Just getting in the middle of this. A user asked me a similar question and I
cringed at the performance problems.
However... If the mail came in to majordomo with multiple address that were
lists on the same majordomo server, then you could do "union" processing of
the lists. This should be able to over come most of the performance issues.
But then.... You will have to be careful about lists with vastly differing
configuration parameters. Like if mail was sent to "fvwm" and
"fvwm-workers", and everyone in "fvwm-workers" was in "fvwm"; If
"fvwm-workers" was also archived or digested, would these messages be
Also there is the end user case where filter by listname occurs for archival
or warning purposes. If mail were send to "staff" and "staff-pager" would
one not get the page?
But these could probably be worked around. It would make more users happy
My 2 cents....
On 11 Feb 1998, Jason L Tibbitts III wrote:
: Much technical rambling follows:
: >>>>> "CL" == Christopher Lindsey <firstname.lastname@example.org> writes:
: CL> What about using a combination of the Message-Id: and username?
: That's a database search per address per list per message, plus a database
: write per address per list per non-duplicate message. You could do it, but
: I'm agonizing over speed as it is. I'd say you'd increase delivery times
: by an order of magnitude, probably worse for large lists. (And this global
: per-site database would end up being huge.)
: Now a combination of both methods using the already-present Message-ID
: caches could give the best of all of them, but I can see a bad race
: condition and it would still be dog slow to compute the list differences.
: The way to do it, then, would be to have a per-list variable containing
: other lists to avoid duplicates with. (This is an optimization attempt.)
: Then when a message is received, you snoop the message-id caches of the
: other lists to find out which lists' addresses you exclude. (Therein lies
: the race condition; note that the most common case will have all of the
: different messages coming in at once. I see no way to avoid it without
: some kind of semi-global locking mechanism, which is doable but serializes
: some things and thus eats into performance even more.)
: Now you have two paths, one of which is easy (code-wise) and sucks lots of
: RAM, the other painfully slow. You can expand all of the exclude lists
: into one big address list and pass that into the delivery engine (which
: conveniently already supports exclude lists). Everything else happens
: automatically. This requires that the exclude list sit around in RAM. It
: _could_ be internally optimized to just a hash lookup per address during
: delivery, at the expense of more memory. How big are your lists? It's
: probably not bad for lists under 10000 or so members. There are additional
: (serious) optimizations available if the lists are sorted in some manner.

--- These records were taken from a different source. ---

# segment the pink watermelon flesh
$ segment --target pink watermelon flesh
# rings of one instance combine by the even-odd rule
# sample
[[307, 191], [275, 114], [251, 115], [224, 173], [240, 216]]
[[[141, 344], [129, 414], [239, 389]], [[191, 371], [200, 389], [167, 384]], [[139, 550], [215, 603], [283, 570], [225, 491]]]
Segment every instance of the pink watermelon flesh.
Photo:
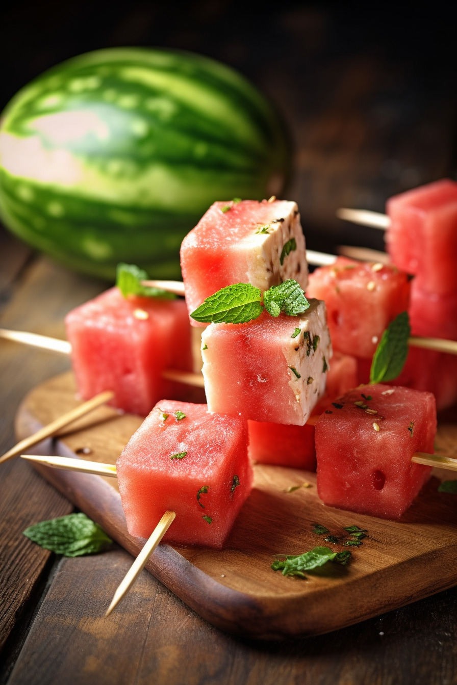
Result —
[[[262, 227], [265, 232], [257, 232]], [[291, 238], [296, 247], [282, 260]], [[297, 205], [282, 200], [215, 202], [182, 241], [181, 269], [189, 314], [235, 283], [250, 283], [264, 292], [294, 278], [306, 289], [308, 264]], [[190, 323], [206, 325], [193, 319]]]
[[166, 369], [192, 371], [183, 300], [125, 299], [113, 288], [73, 310], [65, 321], [84, 399], [112, 390], [114, 406], [145, 416], [164, 395], [185, 397], [186, 386], [162, 377]]
[[411, 458], [433, 452], [436, 430], [431, 393], [381, 384], [350, 390], [316, 424], [319, 497], [329, 506], [398, 519], [430, 476], [431, 468]]
[[221, 547], [251, 491], [247, 446], [247, 426], [239, 417], [160, 400], [117, 460], [129, 533], [149, 537], [172, 510], [176, 519], [165, 541]]
[[325, 392], [332, 349], [323, 302], [311, 300], [299, 316], [212, 323], [201, 340], [210, 412], [303, 425]]
[[423, 290], [457, 292], [457, 183], [444, 179], [391, 197], [387, 249]]
[[316, 470], [314, 427], [248, 421], [249, 454], [254, 462]]
[[338, 257], [310, 274], [307, 297], [323, 299], [334, 349], [371, 358], [388, 323], [408, 310], [410, 284], [395, 266]]

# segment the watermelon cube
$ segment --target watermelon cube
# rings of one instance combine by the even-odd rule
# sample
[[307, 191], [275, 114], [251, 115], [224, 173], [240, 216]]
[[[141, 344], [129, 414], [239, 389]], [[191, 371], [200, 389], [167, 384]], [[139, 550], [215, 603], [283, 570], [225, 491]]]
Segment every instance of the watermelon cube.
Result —
[[410, 284], [395, 266], [338, 257], [310, 275], [306, 295], [325, 301], [334, 349], [371, 358], [383, 331], [408, 310]]
[[206, 404], [161, 400], [116, 467], [131, 535], [149, 537], [171, 509], [165, 541], [220, 548], [251, 491], [247, 426]]
[[398, 519], [431, 468], [415, 452], [433, 452], [436, 430], [431, 393], [382, 384], [350, 390], [316, 424], [317, 491], [329, 506]]
[[457, 292], [457, 183], [444, 179], [387, 202], [387, 249], [393, 262], [417, 276], [421, 288]]
[[249, 323], [212, 323], [201, 342], [210, 412], [303, 425], [325, 392], [332, 347], [323, 302], [311, 300], [299, 316], [264, 312]]
[[65, 323], [84, 399], [112, 390], [114, 406], [145, 416], [160, 397], [185, 396], [186, 386], [162, 377], [169, 368], [192, 371], [183, 300], [125, 299], [112, 288], [73, 310]]
[[189, 314], [234, 283], [264, 292], [293, 278], [305, 290], [308, 263], [296, 203], [215, 202], [182, 241], [181, 270]]
[[314, 427], [248, 421], [249, 455], [259, 464], [316, 471]]

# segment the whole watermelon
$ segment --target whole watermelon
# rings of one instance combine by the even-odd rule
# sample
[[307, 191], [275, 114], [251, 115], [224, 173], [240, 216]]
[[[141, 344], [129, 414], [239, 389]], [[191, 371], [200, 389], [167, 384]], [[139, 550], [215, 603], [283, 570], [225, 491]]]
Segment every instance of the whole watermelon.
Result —
[[119, 261], [180, 275], [183, 237], [209, 206], [280, 192], [287, 138], [232, 69], [189, 53], [99, 50], [47, 71], [6, 107], [0, 215], [67, 266]]

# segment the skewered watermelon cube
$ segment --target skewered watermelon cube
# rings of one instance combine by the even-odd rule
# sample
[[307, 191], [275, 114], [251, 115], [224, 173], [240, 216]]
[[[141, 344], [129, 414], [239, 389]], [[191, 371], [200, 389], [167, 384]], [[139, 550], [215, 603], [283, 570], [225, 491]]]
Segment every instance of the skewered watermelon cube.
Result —
[[249, 457], [260, 464], [316, 470], [314, 427], [248, 421]]
[[395, 266], [338, 257], [310, 275], [306, 295], [325, 301], [334, 349], [371, 358], [383, 331], [408, 309], [410, 284]]
[[182, 241], [181, 269], [189, 314], [234, 283], [250, 283], [264, 292], [293, 278], [305, 290], [308, 263], [297, 204], [215, 202]]
[[149, 537], [166, 510], [166, 542], [221, 547], [249, 495], [247, 426], [206, 404], [161, 400], [117, 460], [131, 535]]
[[457, 183], [444, 179], [387, 202], [392, 261], [429, 292], [457, 292]]
[[350, 390], [316, 424], [317, 490], [330, 506], [398, 519], [431, 468], [411, 461], [433, 452], [431, 393], [382, 384]]
[[212, 323], [201, 342], [210, 412], [303, 425], [325, 392], [332, 347], [323, 302], [311, 300], [299, 316]]
[[162, 377], [166, 369], [192, 371], [183, 300], [125, 299], [112, 288], [73, 310], [65, 323], [84, 399], [112, 390], [114, 406], [145, 416], [159, 397], [186, 396], [185, 386]]

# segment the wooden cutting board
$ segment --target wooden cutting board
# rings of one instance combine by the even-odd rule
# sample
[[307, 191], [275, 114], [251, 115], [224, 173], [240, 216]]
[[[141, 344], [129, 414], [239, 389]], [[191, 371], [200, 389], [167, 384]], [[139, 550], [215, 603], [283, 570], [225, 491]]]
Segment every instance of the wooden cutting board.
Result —
[[[18, 410], [18, 438], [77, 403], [71, 373], [38, 386]], [[141, 421], [99, 408], [30, 453], [114, 464]], [[436, 449], [455, 456], [457, 425], [439, 426]], [[120, 545], [138, 553], [144, 540], [127, 532], [115, 479], [36, 468]], [[402, 521], [393, 522], [325, 506], [317, 497], [314, 473], [260, 464], [254, 469], [254, 488], [225, 549], [162, 544], [147, 566], [219, 628], [262, 638], [318, 635], [457, 584], [457, 497], [437, 491], [440, 480], [456, 477], [452, 472], [434, 471]], [[288, 492], [304, 482], [312, 486]], [[270, 566], [277, 556], [328, 545], [313, 532], [316, 523], [337, 537], [344, 527], [355, 524], [366, 528], [368, 536], [358, 548], [333, 546], [338, 551], [351, 550], [347, 566], [328, 563], [308, 573], [306, 580], [273, 571]], [[106, 603], [110, 599], [107, 597]]]

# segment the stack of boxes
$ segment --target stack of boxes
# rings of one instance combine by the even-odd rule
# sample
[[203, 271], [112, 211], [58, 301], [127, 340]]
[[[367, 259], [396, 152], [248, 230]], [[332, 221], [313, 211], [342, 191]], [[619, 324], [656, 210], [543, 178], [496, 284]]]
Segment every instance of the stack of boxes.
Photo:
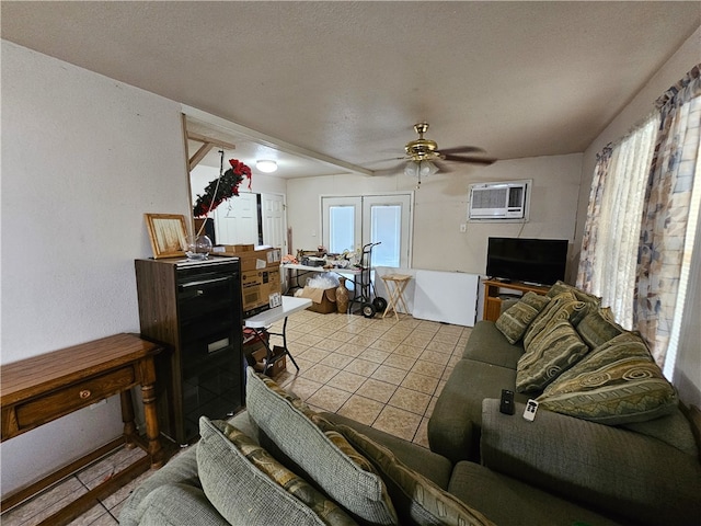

: The other path is to check for membership in the exclude lists while you're
: building the RCPT batches inside the delivery engine. This would be slow
: but doesn't keep the exclude list in memory.
: If you're really interested in taking a stab at this, I'll be happy to
: point you straight into the code. I have no doubts that most of this isn't
: even all that difficult; I just don't think it can be done with reasonable
: speed. I could be wrong.
: BTW, how does the other software that you think will do it do it?
: Also, sorry about the flu.
: - J<